The film Race To Nowhere, which has been shown in dozens of New York and New Jersey communities, is extremely critical of what it calls an "achievement culture" that demands that children have to take the advanced classes and do many extracurricular activities in order to become successful citizens. In fact, the film suggests that this unrelenting pressure is contributing to psychological and health problems with our children, as well as children who are burnt out and unprepared for college and the rigors of the workforce.
Many parents in middle class communities identify with the film as they juggle their children’s schedules, and sometimes add additional tutoring or coaching to advance more quickly in academics or sports skills. Opting out of these kinds of activities isn’t as easy as you might think, because then you have to put aside the niggling feeling that your child is at a disadvantage. After all, other children maybe be getting an edge from all the extra enrichment activities.
"You bump into people in the supermarket and they say, ‘did you hear that my kid did this?’" says Debbie Falkow, a mom of three in Ramsey. "In some ways, that is part of what pushes parents to push their kids.
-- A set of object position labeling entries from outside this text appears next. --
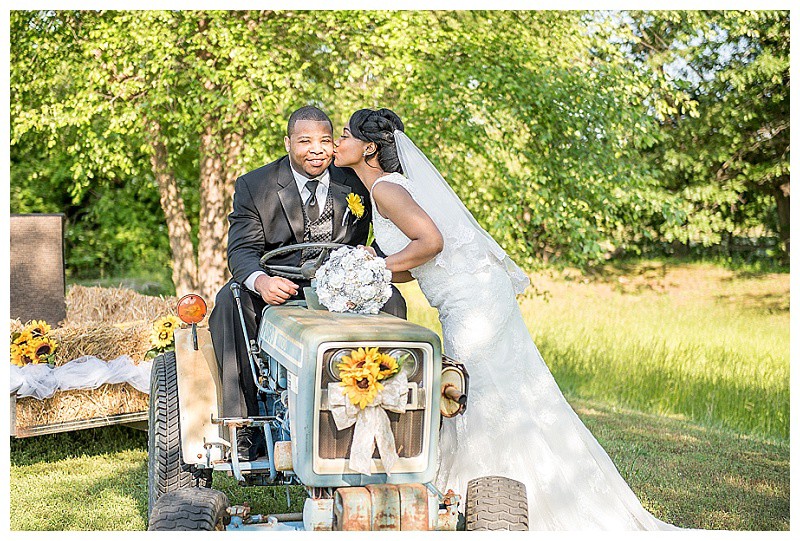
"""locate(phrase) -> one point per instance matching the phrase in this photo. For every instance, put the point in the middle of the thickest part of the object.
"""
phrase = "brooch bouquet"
(353, 280)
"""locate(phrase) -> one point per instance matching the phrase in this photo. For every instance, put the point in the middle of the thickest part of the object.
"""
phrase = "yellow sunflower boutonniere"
(355, 206)
(162, 335)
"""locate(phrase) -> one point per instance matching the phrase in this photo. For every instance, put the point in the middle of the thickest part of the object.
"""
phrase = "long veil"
(465, 239)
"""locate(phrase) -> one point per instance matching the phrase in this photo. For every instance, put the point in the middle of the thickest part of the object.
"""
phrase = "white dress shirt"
(322, 196)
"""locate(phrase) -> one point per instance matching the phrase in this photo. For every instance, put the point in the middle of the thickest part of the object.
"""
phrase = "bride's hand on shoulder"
(396, 204)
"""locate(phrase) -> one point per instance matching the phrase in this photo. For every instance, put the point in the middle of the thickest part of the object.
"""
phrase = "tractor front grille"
(408, 428)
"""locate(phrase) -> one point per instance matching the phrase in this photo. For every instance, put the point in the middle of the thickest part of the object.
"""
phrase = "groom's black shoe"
(250, 443)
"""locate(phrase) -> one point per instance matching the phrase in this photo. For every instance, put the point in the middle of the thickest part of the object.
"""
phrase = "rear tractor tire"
(496, 503)
(190, 509)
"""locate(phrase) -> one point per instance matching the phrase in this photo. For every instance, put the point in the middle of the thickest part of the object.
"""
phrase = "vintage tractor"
(294, 360)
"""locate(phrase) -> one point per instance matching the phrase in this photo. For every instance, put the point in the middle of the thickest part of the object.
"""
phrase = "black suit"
(267, 214)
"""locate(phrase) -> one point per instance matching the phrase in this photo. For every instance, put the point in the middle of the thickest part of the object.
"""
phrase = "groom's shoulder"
(265, 172)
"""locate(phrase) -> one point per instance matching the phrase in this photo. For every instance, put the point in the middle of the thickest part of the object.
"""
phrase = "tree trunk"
(219, 168)
(184, 269)
(781, 195)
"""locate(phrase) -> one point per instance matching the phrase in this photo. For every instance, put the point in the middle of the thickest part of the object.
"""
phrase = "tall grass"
(694, 340)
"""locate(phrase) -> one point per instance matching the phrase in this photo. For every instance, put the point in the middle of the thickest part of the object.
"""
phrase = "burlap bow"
(372, 422)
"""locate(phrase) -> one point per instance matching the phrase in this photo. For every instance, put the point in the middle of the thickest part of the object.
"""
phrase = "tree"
(728, 160)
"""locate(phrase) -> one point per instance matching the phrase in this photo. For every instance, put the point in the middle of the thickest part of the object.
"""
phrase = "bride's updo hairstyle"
(378, 127)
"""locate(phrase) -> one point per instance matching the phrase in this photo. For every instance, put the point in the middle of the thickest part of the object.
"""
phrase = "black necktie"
(312, 208)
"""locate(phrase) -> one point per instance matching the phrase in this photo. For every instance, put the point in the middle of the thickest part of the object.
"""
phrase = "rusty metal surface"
(385, 513)
(352, 509)
(448, 517)
(283, 456)
(318, 514)
(413, 507)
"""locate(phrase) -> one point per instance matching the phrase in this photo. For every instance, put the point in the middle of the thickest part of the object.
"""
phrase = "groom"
(300, 197)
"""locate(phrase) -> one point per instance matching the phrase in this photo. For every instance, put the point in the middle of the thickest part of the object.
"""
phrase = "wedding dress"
(517, 423)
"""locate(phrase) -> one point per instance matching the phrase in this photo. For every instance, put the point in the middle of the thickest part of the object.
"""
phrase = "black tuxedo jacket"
(267, 214)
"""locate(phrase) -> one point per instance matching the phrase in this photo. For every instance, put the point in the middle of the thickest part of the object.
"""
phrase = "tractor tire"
(166, 471)
(496, 503)
(196, 509)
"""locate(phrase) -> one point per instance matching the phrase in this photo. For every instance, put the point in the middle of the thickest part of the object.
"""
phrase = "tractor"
(294, 360)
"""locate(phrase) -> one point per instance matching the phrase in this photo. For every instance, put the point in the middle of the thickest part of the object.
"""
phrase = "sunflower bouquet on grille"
(371, 384)
(362, 373)
(354, 280)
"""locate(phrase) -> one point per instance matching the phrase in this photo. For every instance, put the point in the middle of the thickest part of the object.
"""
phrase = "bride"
(518, 423)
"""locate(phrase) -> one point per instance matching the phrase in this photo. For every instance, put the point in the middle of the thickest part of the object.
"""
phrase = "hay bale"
(104, 341)
(79, 405)
(114, 305)
(105, 323)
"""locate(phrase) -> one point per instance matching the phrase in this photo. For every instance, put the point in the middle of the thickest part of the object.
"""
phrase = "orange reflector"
(191, 308)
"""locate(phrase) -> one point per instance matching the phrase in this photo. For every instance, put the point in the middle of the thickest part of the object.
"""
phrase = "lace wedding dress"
(517, 422)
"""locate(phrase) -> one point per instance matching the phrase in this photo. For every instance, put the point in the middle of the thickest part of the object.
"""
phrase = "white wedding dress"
(517, 423)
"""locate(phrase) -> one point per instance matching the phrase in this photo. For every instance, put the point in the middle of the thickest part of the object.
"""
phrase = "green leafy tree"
(728, 158)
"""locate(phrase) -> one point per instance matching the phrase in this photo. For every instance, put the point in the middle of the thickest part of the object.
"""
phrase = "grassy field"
(695, 340)
(682, 472)
(680, 371)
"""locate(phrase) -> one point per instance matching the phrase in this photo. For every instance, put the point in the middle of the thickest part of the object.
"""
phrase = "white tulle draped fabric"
(41, 381)
(517, 422)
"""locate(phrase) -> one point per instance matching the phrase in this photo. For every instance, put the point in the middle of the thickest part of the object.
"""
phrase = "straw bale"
(114, 305)
(103, 340)
(79, 405)
(105, 323)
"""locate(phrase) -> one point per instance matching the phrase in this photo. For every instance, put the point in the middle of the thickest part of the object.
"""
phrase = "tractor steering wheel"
(307, 270)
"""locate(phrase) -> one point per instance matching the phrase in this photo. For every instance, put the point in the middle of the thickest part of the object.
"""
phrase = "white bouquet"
(354, 280)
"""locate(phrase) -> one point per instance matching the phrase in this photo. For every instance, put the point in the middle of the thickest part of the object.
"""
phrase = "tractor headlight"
(335, 359)
(409, 364)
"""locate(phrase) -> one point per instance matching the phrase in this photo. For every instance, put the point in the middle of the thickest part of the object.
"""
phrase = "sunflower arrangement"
(362, 372)
(162, 335)
(31, 345)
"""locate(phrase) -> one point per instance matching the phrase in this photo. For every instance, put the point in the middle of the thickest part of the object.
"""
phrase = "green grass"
(680, 371)
(682, 472)
(696, 340)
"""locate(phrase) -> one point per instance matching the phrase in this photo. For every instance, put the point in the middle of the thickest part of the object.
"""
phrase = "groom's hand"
(275, 289)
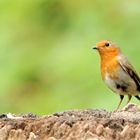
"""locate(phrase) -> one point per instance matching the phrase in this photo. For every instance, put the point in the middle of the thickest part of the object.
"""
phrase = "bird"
(117, 72)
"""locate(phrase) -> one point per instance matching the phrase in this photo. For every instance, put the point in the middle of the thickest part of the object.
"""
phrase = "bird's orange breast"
(110, 66)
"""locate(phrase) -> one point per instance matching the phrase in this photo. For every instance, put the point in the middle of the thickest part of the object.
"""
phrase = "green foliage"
(46, 59)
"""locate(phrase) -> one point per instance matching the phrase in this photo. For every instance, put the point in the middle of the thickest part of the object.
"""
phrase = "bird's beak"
(96, 48)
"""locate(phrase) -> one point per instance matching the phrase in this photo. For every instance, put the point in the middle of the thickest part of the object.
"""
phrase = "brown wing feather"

Parenting has become a competitive sport. It’s not fair but I don’t know what the answer is."
At the root of all of this pushing is parental anxiety from the sense of being in a world where success seems less certain than before, and where the pace of globalization and technological change has been unsettling, says Margaret Nelson, author of Parenting Out of Control: Anxious Parents in Uncertain Times (NYU Press, 2010). "Professional middle class parents know that the traditional ways of being successful are not as secure as they were in the past," she says. "We know that students need to be prepared to do a variety of things. She adds, "the gap between rich and poor has expanded enormously. In the past, if your kid didn’t make it to the top of a company, maybe they could be a teacher – now those kinds of professions are under attack."
The result of this is more competition amongst peers, which is not always healthy for the student or the family. "People think, ‘my kid has to be the best at whatever they do.’ It’s not necessarily what I believe and I definitely feel that I am bucking that trend," says Falkow.
Jen Cunningham, who has two elementary school age children in Hoboken, says it was easy to see a bit of her own parenting style in the movie. "All day it resonated with me because I was thinking that I am headed in that direction with my kids. All these parents in the movie had the best intentions and yet things still went wrong." Cunningham notes how parents get caught in the trap of thinking their children have to be the best at everything rather than realizing that you should "push your kids, but with a grain of salt."
Dr. Punam Kashyap, associate chief, Division of Developmental & Behavioral Pediatrics at Hackensack University Medical Center, says that this doesn’t mean that parents back off entirely – there’s nothing wrong with setting realistic goals for your child. "There is a difference between saying I want you to acquire knowledge and I need you to get an A plus, or playing a sport because you like it versus because it will help you get into college."
Many parents find that although it can be challenging to find playmates for your children if their peers are involved in a lot of activities, it can be done, and the tradeoff is that you aren’t overscheduling your child. Falkow, whose youngest child is 7, says, "You have to be a little bit more focused on planning – you can’t just go into the community and see who is around. My daughter is quick to pick up the phone and look for play dates." Her older son, a 9th grader at Ramsey High, elected not to join a travel soccer team that would play outside of New Jersey, choosing to referee games and earn spending money as well. "He has a lot of friends who do club soccer after the season at high school. I wasn’t willing to make the commitment – does my 7-year-old want to get dragged off every weekend somewhere else? Do I want to spend the money for weekend tournaments?" She adds, "he got a refereeing license and he now has money to show for it. He has to learn a lot of diplomacy but it makes sense for him and he likes it."
Dr. Kashyap says that she likes the burgeoning slow-parenting movement, and sees nothing wrong with stepping off of the treadmill, if that’s what you and your family want. If, on the other hand, your child enjoys all of the activities he is in, and he does not seem to be under undue stress, there no harm in letting him continue. "Constantly being under pressure is not a good thing but very often kids will express that they want to do all of these things. If you kids enjoy the activities, I don’t find anything wrong with it.
However, she does add the caveat that young child need time for free play. "We feel lots of free play is important and downtime is important for older children as well," she says.
A professor at Middlebury College, Nelson sees students who appear somewhat burnt out by the time they get to higher education, because they have been working so hard for most of their lives. "The students are worn out at a very deep level and we are all seeing the consequences of that. We are all seeing students that are frayed and at the end of their ropes – they don’t want to work as hard as we want them to work. I think that they are more frantic and tired and they are doing too many things," she says.
The bottom line is that whether your child takes five Advanced Placement courses, competes in four difference sports and performs in the jazz band probably means less than you think in terms of her overall happiness or the course her life will take. "So maybe your child goes to City College or Rutgers rather than Bryn Mawr, or Michigan rather than Berkeley. We are frantic about these small things because we think that they will ensure success, when the reality is that we don’t know what will ensure success today."